Abstract

Abstract INTRODUCTION Up to 80% of people with ileal Crohn’s disease (CD) will require an ileocecal resection (ICR). CD recurrence following surgery is common, although antibiotics can reduce short term recurrence rates. Following an ICR, it is unknown what happens to the fecal microbiota and how the microbiota relates to CD recurrence. To further investigate this, we analyzed fecal microbiomes of patients with CD (with and without an ICR) and compared to healthy controls. HYPOTHESIS Patients with CD and active inflammation have more dysbiosis of their fecal microbiomes, and ileocolonic resection (ICR) improves this dysbiosis. METHODS We performed a cross sectional study of fecal samples patients with CD (stratified by ICR status) and healthy controls. DNA was isolated and the V4 hypervariable region of the 16S rRNA gene was amplified and sequenced using the Illumina platform. Ecological metrics were applied to characterize fecal microbiomes.
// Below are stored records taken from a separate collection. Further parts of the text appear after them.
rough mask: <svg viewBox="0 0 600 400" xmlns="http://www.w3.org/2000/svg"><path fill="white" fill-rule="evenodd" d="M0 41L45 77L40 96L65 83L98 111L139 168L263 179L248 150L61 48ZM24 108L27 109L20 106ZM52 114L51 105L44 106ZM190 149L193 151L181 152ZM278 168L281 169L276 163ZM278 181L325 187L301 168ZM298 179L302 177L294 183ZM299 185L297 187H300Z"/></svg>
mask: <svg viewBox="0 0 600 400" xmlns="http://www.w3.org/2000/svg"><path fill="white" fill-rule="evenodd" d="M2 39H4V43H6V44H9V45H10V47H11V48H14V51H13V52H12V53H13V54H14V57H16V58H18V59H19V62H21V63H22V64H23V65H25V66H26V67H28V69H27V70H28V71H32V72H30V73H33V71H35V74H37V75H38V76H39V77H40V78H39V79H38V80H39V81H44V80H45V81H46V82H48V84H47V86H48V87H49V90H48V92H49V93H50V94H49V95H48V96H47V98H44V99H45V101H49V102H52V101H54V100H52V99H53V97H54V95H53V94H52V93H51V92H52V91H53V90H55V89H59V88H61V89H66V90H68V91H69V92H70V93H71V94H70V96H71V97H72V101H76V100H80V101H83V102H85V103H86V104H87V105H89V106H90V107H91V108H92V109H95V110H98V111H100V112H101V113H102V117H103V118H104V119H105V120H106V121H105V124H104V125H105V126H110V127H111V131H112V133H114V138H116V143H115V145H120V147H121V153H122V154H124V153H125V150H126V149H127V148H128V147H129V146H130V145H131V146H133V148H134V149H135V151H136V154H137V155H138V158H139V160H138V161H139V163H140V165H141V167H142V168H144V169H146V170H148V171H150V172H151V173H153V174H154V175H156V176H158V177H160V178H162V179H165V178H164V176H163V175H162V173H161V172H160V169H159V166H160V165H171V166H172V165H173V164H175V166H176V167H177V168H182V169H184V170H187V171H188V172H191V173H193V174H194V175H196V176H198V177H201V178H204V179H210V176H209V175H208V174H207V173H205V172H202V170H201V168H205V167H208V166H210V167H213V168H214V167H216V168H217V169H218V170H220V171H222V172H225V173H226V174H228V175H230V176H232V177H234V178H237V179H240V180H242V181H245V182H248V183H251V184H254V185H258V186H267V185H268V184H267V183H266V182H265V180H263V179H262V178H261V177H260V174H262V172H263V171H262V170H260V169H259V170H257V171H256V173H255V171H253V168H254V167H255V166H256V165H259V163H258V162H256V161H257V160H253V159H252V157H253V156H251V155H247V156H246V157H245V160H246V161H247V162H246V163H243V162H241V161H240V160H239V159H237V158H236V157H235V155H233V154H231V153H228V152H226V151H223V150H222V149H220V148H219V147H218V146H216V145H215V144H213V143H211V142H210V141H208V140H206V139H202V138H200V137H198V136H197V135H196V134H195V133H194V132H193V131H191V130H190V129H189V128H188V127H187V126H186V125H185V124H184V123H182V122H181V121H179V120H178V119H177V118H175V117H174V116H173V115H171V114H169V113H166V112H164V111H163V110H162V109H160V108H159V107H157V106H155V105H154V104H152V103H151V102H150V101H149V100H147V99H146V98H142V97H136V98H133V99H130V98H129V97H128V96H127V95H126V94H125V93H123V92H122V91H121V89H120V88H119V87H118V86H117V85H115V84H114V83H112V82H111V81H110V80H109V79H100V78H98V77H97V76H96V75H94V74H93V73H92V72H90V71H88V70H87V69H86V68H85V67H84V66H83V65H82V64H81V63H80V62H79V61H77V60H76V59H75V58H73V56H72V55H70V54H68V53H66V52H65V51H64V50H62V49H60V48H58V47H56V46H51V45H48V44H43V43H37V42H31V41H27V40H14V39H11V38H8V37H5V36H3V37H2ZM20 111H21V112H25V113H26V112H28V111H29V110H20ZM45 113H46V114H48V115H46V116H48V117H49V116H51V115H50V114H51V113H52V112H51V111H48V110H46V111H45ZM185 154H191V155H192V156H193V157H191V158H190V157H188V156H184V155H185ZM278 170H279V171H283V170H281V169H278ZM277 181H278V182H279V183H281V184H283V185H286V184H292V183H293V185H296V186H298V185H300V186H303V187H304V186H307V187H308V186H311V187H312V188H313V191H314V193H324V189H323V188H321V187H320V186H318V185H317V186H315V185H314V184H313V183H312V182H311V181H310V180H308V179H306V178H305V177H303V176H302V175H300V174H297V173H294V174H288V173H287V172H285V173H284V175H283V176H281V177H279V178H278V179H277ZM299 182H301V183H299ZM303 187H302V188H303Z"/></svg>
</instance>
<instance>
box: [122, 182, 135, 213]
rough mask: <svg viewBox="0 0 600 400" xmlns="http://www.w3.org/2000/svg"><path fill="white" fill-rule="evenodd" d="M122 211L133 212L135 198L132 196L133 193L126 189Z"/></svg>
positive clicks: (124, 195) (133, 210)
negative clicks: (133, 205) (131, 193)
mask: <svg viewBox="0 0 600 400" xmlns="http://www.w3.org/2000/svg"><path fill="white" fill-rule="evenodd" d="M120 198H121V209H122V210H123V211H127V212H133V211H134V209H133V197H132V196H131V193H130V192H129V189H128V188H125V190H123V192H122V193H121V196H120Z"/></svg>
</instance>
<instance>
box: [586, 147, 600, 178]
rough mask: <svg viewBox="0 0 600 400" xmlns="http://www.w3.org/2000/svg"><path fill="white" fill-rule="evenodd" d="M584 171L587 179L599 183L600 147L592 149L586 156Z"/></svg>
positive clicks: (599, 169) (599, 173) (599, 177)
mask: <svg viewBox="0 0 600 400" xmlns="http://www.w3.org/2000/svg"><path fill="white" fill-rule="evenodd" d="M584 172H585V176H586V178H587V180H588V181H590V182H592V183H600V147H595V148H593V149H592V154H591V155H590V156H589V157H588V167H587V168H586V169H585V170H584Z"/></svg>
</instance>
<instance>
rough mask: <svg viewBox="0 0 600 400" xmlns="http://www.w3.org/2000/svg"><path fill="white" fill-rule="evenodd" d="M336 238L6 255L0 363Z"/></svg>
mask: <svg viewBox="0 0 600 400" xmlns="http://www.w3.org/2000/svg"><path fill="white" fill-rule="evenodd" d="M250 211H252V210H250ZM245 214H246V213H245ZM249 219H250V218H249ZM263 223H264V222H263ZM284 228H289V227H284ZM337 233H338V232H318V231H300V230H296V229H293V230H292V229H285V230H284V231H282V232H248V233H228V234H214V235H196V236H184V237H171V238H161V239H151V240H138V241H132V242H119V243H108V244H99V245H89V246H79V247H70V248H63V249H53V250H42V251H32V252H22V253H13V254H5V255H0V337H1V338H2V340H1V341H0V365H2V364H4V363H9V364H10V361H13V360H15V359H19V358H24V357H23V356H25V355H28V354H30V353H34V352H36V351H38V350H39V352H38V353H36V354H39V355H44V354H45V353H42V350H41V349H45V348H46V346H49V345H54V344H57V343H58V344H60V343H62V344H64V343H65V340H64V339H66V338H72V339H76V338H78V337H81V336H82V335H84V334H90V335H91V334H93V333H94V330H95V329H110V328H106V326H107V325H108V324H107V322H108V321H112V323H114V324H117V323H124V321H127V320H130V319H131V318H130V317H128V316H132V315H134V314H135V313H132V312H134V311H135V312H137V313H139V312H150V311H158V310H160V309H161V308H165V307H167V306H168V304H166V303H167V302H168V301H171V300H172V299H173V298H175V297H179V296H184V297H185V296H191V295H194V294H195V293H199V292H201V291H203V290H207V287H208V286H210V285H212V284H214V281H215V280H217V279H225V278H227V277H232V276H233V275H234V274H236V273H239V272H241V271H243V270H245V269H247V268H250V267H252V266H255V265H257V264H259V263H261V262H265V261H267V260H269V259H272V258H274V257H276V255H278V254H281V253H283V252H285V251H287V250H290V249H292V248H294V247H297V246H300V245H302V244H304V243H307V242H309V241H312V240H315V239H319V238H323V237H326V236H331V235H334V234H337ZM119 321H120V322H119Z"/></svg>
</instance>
In our comparison, CD patients were further stratified based on their most recent colonoscopy into the following groups: 1) history of ICR versus surgically naïve CD patients, 2) active inflammation (in either the ileum and/or colon), and 3) active ileal inflammation versus none (colonic inflammation excluded). RESULTS Twenty-four CD patients (n=14, 58 % with ICR) and 38 healthy controls provided fecal samples. Global trends demonstrated that CD patients have significantly reduced richness (or observed taxonomic units) (Figure 1 A, p<0.0001) and significantly reduced Shannon diversity indices (Figure 1 B, p<0.0001) in their fecal microbiomes compared to healthy controls. Community diversity based on principal component analysis of Bray-Curtis pairwise dissimilarity indices is shows distinct clustering between healthy controls and CD patients (Figure 1 C). Richness and Shannon diversity index is not significantly different between CD patients that are surgically naïve compared with those that have undergone ICR (Figure 2 A and B). Richness and Shannon diversity indices are not significantly different between CD patients without versus with active inflammation (Figure 2 C and D) and is also not significant in CD patients without vs with ileal inflammation (Figure 2 E and F). CONCLUSION CD is characterized by fecal microbiota dysbiosis. ICR did not impact the fecal microbiota and fecal samples could not distinguish ileal inflammation. ICR paired with therapies to improve dysbiosis may affect CD recurrence.